They can kind of in P4 Golden. But the team attacks are pre-set and are only between these pairs when they're in the same party after using an all out attack where the enemy survives.

Yukiko and Chie-Twin Dragons
Yosuke and Teddie-Junes Bomber 
Kanji and Naoto- Beauty and the Beast

Yu Naruki/Souji Seta/Whatever the hell you named him doesn't get any team spells.

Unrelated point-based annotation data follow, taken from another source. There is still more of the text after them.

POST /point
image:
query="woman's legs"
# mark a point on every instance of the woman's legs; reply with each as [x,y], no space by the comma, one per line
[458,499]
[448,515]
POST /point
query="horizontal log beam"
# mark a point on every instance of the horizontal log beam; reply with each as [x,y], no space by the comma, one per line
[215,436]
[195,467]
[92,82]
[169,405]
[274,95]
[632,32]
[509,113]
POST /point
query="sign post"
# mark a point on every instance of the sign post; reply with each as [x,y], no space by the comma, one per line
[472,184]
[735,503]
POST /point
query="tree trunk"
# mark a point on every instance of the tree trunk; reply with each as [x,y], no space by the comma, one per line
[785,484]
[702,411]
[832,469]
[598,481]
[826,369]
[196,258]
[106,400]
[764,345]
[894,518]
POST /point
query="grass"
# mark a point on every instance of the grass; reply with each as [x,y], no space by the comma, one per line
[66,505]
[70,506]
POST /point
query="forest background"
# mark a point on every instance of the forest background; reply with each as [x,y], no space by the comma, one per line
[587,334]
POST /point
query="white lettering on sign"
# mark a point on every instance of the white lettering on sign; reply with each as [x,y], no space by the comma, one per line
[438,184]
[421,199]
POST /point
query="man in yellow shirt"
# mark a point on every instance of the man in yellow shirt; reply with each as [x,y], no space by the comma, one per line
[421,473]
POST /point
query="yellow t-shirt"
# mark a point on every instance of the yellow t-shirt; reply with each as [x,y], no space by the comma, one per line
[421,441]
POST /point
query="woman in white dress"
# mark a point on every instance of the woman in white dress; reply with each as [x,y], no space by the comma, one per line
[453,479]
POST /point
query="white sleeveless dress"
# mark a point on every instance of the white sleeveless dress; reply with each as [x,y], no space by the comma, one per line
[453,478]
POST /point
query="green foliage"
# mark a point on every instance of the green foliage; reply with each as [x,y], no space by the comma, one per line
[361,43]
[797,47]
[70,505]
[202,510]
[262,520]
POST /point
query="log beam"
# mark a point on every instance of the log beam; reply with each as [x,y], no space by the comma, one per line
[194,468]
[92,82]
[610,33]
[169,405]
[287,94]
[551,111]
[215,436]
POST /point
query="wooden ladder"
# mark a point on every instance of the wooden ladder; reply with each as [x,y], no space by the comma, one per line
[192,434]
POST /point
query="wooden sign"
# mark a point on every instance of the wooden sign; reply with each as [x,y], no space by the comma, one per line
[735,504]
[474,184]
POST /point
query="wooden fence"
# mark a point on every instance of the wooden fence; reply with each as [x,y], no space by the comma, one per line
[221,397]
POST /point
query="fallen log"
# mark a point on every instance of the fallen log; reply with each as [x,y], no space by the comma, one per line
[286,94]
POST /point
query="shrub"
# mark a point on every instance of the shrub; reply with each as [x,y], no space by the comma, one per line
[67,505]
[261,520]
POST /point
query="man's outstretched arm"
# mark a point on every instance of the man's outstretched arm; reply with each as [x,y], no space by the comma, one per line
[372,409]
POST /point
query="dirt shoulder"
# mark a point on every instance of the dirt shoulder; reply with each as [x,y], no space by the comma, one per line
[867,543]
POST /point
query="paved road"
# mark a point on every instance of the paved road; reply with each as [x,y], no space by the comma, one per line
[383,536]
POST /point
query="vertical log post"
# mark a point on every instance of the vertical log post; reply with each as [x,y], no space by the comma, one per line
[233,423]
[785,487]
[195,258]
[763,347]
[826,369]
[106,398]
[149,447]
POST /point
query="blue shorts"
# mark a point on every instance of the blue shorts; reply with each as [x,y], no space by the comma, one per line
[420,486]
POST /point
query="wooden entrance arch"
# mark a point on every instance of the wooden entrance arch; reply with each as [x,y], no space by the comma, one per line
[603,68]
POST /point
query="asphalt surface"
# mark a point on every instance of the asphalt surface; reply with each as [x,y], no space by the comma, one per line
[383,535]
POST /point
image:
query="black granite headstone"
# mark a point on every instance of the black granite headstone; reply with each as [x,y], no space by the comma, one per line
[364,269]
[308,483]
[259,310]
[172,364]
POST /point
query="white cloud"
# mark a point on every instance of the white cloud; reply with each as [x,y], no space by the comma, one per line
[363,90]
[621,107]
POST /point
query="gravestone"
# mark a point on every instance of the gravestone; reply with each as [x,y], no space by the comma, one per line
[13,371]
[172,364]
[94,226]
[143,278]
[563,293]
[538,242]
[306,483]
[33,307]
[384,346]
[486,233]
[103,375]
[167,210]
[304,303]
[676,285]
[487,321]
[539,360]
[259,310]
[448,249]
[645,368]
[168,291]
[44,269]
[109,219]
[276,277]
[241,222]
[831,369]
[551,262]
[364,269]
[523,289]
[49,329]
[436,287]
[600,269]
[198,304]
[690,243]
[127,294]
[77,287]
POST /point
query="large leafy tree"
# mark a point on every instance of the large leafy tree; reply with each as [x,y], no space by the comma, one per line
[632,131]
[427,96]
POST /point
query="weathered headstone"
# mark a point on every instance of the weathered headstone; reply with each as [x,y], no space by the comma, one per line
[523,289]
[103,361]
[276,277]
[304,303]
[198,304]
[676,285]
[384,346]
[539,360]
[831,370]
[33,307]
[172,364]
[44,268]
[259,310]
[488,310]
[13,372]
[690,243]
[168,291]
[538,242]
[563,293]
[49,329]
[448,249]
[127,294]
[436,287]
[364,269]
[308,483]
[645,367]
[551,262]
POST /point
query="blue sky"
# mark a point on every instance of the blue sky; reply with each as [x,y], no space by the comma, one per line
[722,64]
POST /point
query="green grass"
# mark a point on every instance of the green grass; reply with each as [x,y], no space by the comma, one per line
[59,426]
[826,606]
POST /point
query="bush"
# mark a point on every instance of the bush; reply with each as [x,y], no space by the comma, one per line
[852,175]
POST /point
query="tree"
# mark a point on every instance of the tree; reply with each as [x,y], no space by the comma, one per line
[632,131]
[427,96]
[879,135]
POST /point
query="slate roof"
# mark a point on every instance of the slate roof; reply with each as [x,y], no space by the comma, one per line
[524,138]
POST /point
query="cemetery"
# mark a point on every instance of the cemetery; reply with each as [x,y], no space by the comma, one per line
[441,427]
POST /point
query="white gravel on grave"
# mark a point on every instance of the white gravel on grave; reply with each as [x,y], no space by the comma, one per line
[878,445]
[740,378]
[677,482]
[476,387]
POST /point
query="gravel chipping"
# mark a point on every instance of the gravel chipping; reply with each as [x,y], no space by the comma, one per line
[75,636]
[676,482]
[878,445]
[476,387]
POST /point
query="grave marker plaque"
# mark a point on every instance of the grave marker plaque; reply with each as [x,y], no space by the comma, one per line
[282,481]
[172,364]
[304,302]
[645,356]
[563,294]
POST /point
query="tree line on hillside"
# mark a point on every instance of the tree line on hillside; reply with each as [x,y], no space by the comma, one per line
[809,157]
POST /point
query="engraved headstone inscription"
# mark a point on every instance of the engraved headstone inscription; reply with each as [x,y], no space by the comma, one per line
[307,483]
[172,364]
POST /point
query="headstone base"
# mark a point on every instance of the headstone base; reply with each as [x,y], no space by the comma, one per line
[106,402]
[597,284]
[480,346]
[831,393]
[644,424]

Anyway back on topic. I'm gonna choose P4 over P3. The battle system was better and so was gaining experience. Also I kinda liked the lighter atmosphere of P4 a little bit better.


----------



## The World (Apr 24, 2013)

P3P had the same battle system


----------



## Raidou Kuzunoha (Apr 24, 2013)

P3P was essentially P3 lite but without the headaches of AI only teammates. Downside is that it looks crap in comparison to the PS2 version and lacks the epilogue chapter. And for some reason I find it redundant and can't finish it for the life of me.


----------



## Kirin Thunderclap (Apr 24, 2013)

Persona 3 is better IMO.


----------



## FoxxyKat (Apr 25, 2013)

I enjoyed Persona 4 more, but P3 wasn't bad at all. Two great games. There were more scenes that made me laugh in P4, though.


----------



## Bilaal (Apr 26, 2013)

p4 wins for better gameplay alone. it was less tedious, and better executed. the lighter story is fine and very enjoyable, dark and serious doesn't mean its better or more mature or whatever


----------